June 1, 2021 — As North Atlantic Right whale populations continue to dwindle, the National Oceanic and Atmospheric Administration has put out a new biological opinion that will require fixed gear and trap pot fisheries in the Northeast to reduce whale entanglements by 87 per cent over the next decade.
Issued by NOAA Fisheries on May 27, the nearly 600-page opinion includes a phased, four-step conservation framework to cut down on serious injury and mortality for the species throughout federal waters along the Atlantic coastline, although it does not detail the specific conservation measures necessary to achieve the reduction.

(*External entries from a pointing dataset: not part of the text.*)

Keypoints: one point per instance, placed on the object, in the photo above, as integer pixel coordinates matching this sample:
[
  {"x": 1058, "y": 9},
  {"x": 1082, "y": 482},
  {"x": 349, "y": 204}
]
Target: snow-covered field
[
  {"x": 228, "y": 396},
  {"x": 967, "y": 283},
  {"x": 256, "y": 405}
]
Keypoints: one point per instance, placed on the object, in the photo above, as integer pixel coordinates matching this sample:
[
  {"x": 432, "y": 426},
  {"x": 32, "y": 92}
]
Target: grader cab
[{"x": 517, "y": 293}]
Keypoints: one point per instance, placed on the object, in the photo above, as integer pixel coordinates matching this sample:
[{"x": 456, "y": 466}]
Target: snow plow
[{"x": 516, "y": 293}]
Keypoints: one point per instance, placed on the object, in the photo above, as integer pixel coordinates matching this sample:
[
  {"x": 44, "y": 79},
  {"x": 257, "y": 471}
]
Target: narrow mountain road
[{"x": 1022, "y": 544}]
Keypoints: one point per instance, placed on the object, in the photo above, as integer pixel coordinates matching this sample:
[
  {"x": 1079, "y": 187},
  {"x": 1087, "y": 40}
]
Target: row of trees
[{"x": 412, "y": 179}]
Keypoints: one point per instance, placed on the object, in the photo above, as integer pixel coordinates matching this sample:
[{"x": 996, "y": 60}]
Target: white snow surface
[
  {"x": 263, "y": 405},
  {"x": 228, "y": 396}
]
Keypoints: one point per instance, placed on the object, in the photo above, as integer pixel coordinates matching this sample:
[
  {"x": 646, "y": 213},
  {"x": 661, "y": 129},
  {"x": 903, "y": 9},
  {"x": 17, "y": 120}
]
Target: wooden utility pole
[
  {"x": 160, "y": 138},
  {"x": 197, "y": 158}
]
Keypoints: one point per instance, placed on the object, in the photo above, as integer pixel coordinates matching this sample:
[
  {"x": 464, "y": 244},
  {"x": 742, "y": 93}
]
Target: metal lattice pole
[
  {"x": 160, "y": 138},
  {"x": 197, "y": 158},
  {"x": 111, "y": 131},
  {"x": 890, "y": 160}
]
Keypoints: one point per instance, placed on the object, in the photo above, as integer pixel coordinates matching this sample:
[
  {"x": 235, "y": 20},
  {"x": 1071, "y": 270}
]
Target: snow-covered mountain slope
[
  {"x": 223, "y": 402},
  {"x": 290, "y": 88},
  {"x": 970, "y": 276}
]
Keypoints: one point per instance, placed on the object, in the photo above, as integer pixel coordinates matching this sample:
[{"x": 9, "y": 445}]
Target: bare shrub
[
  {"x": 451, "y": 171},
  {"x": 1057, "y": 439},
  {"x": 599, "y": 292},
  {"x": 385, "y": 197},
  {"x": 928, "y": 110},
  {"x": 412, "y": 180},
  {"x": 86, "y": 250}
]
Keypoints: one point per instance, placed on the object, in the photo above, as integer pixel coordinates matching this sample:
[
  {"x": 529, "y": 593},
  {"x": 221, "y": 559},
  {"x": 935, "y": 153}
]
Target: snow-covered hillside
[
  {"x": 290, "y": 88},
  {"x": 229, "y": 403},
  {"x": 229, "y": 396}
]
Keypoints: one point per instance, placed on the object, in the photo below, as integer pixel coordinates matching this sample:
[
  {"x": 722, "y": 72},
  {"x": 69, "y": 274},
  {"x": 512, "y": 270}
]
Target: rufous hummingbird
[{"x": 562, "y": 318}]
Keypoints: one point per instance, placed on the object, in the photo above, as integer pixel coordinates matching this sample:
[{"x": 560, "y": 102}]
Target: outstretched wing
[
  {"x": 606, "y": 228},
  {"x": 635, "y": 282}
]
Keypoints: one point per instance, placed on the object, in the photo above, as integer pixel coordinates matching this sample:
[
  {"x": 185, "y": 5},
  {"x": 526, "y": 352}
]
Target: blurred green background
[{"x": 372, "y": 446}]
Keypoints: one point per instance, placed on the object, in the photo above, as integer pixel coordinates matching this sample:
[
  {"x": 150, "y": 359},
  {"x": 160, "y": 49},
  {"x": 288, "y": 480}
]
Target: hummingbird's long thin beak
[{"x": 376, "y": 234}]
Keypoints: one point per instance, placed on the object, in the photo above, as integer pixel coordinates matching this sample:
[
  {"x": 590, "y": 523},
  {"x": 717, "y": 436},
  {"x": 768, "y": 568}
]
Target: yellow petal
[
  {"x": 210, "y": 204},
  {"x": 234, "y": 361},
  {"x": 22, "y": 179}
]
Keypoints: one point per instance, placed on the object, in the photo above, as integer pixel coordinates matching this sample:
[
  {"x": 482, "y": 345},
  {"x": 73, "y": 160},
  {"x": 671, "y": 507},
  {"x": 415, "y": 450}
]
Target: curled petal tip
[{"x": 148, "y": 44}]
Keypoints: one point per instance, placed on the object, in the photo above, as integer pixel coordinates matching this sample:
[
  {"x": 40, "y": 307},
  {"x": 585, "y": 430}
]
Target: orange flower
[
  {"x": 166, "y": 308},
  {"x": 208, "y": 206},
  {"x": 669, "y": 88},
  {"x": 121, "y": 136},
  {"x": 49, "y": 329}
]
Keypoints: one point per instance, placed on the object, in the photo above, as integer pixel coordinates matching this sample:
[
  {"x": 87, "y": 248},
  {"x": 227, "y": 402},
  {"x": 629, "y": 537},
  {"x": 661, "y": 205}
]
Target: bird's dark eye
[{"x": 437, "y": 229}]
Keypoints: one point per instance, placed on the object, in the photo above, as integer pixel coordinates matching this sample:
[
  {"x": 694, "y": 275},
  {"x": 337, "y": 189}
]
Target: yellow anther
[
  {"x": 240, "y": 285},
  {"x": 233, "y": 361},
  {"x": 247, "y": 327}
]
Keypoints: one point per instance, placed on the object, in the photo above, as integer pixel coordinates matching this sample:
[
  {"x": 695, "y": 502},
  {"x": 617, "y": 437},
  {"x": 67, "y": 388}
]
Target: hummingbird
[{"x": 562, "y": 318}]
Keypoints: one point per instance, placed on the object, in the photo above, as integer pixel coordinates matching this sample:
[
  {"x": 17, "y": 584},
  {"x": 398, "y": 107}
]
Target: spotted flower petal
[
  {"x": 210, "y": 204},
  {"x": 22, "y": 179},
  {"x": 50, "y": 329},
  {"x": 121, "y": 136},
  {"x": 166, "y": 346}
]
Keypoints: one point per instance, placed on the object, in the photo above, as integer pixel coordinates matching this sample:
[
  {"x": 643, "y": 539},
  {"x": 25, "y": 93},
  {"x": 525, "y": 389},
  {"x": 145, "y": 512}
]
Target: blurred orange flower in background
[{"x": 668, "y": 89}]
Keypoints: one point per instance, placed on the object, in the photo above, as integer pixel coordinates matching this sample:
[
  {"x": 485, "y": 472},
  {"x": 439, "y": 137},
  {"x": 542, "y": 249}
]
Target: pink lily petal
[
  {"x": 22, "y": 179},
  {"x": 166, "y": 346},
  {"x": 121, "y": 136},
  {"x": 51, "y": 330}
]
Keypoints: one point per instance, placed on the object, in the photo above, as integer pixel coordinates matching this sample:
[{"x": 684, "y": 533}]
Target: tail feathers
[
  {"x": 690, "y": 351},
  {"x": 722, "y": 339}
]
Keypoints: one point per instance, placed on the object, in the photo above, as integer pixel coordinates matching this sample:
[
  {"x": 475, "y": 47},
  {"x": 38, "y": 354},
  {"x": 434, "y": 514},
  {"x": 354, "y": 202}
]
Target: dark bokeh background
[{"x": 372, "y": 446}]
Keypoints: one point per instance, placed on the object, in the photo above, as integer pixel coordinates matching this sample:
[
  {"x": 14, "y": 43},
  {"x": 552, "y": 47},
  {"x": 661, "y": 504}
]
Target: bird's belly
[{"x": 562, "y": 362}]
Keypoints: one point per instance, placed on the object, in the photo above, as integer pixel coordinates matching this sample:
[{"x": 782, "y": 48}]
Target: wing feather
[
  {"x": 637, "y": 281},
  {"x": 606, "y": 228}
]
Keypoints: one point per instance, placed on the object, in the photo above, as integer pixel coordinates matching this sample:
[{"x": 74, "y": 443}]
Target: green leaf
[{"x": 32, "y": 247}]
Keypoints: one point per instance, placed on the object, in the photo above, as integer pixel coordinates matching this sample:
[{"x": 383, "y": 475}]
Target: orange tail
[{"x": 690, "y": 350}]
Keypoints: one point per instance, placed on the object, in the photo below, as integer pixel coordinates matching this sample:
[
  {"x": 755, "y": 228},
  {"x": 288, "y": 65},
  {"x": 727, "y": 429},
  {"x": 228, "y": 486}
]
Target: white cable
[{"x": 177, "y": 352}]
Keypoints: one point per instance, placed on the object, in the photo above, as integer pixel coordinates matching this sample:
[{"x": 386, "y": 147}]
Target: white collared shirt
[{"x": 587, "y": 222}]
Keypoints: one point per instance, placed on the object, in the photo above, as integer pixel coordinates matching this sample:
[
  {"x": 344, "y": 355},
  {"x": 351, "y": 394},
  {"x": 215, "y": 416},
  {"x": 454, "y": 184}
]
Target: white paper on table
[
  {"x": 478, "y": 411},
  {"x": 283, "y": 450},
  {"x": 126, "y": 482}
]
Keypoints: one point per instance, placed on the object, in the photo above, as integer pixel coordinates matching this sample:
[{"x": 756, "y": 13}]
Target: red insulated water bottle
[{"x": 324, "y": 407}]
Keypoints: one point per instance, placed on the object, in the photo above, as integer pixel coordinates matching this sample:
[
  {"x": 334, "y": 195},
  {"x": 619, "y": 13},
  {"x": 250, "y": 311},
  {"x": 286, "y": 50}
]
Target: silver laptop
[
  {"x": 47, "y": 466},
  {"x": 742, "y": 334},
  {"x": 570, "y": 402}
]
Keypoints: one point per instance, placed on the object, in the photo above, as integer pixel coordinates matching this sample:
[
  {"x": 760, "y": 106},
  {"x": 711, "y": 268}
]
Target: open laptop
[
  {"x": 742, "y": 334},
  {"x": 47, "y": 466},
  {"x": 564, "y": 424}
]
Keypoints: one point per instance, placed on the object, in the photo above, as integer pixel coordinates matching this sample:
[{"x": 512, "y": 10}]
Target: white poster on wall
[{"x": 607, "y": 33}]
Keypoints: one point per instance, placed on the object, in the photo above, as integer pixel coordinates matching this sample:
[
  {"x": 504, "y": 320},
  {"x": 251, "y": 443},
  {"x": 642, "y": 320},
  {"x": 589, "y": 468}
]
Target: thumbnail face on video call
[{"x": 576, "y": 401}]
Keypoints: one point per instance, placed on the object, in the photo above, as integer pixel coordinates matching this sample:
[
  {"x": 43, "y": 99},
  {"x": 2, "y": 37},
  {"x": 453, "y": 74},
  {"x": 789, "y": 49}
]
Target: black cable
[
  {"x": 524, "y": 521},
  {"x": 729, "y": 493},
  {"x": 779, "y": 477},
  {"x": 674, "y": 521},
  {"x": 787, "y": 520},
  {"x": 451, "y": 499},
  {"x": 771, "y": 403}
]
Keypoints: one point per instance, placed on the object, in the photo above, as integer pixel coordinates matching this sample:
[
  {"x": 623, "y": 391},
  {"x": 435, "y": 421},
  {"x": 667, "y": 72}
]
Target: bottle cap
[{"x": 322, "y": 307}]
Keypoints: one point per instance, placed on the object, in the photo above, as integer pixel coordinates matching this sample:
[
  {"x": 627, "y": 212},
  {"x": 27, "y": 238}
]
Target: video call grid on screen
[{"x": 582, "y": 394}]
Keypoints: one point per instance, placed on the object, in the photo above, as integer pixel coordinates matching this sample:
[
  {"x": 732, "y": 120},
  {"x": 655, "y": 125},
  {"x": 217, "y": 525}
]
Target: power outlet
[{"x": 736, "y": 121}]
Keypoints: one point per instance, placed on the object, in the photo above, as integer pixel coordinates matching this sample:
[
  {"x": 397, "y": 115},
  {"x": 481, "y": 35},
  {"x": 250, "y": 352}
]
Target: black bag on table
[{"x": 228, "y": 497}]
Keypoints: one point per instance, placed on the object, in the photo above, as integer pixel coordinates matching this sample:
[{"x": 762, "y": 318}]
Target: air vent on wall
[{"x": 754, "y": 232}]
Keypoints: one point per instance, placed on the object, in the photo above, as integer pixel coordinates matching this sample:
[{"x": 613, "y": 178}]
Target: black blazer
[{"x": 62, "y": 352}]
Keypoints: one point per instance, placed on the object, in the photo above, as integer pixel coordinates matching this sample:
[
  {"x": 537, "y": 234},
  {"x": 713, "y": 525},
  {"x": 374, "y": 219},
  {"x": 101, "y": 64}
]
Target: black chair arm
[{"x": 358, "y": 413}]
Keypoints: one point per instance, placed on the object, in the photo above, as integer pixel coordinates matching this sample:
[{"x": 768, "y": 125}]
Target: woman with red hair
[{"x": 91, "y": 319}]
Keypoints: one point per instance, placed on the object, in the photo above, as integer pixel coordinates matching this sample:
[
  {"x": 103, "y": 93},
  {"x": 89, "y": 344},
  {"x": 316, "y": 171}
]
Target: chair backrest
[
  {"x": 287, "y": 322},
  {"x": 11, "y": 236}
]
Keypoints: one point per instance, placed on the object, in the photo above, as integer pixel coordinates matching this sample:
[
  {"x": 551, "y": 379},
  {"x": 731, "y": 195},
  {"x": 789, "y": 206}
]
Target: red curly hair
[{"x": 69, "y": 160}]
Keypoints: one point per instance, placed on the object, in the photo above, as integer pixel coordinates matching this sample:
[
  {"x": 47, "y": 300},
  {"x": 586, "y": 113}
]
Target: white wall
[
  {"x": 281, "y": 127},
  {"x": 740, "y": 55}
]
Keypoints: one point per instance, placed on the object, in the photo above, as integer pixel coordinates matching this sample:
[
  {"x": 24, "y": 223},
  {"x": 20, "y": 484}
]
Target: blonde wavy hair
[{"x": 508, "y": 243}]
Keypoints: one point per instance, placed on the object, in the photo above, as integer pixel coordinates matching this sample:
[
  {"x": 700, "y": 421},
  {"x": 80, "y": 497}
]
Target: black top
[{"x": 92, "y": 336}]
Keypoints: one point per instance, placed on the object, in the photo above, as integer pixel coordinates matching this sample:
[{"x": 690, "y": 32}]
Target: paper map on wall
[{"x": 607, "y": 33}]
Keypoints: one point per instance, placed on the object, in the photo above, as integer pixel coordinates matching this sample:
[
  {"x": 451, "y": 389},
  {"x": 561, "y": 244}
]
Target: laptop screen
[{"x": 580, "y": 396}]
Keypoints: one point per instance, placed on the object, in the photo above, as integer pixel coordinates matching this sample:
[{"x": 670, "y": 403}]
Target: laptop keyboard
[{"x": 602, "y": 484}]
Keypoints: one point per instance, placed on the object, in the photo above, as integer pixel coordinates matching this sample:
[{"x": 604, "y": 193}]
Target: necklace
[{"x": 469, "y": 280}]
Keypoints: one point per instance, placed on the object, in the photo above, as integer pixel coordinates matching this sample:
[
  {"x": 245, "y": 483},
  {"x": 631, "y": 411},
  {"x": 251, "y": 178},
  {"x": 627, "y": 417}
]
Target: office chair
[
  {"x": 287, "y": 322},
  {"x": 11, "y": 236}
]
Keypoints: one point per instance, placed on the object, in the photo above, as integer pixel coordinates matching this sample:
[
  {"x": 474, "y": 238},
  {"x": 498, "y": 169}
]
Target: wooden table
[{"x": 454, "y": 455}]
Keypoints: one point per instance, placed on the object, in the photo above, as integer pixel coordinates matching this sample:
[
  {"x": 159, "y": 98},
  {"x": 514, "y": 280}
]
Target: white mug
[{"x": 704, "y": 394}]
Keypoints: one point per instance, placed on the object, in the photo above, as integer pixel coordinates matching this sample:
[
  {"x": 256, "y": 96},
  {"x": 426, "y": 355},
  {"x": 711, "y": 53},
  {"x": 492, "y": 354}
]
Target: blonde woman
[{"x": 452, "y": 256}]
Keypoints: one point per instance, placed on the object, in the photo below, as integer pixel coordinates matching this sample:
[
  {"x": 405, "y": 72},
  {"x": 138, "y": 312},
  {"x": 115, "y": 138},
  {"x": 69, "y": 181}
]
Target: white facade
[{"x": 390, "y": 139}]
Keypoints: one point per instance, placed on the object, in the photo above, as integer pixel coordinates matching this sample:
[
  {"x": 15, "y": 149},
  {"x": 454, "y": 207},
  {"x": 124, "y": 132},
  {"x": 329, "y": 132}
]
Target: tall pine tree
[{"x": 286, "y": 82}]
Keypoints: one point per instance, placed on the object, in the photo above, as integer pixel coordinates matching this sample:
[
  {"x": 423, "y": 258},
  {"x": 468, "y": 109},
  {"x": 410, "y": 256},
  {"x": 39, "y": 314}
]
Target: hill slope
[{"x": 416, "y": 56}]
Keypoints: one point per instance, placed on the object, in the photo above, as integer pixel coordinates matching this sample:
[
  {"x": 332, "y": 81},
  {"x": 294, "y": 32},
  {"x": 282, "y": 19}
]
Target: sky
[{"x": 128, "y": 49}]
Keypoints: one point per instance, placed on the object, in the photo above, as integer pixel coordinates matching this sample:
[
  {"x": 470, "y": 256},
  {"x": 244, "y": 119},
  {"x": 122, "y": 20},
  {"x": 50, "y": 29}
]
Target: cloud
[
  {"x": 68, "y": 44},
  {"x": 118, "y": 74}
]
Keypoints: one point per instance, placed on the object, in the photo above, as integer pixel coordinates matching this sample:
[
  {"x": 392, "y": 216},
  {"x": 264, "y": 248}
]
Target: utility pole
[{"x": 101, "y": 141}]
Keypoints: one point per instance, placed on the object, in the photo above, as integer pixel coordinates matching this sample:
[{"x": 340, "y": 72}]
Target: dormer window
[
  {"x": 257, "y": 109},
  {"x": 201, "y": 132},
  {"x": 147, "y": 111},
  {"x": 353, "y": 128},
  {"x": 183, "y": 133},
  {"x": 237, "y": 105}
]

The opinion follows a federal U.S. District Court ruling that NOAA had violated the Endangered Species Act by not adequately regulating the lobster industry, instituting a Take Reduction Plan that allowed for approximately three times as many right whale deaths per year as was sustainable.
Current conservation measures proposed by NOAA’s right whale take reduction team include new rules on the Jonah crab and Northeast region lobster industry that focus on gear markings, vertical line and rope reduction, seasonal fishery restrictions or closures and weaker rope for pots. The rules represent the first phase of the conservation framework, and will reduce right whale serious injury and mortality by an estimated 60 per cent.
But the new biological opinion and conservation framework claims that is not nearly enough to save the species from extinction.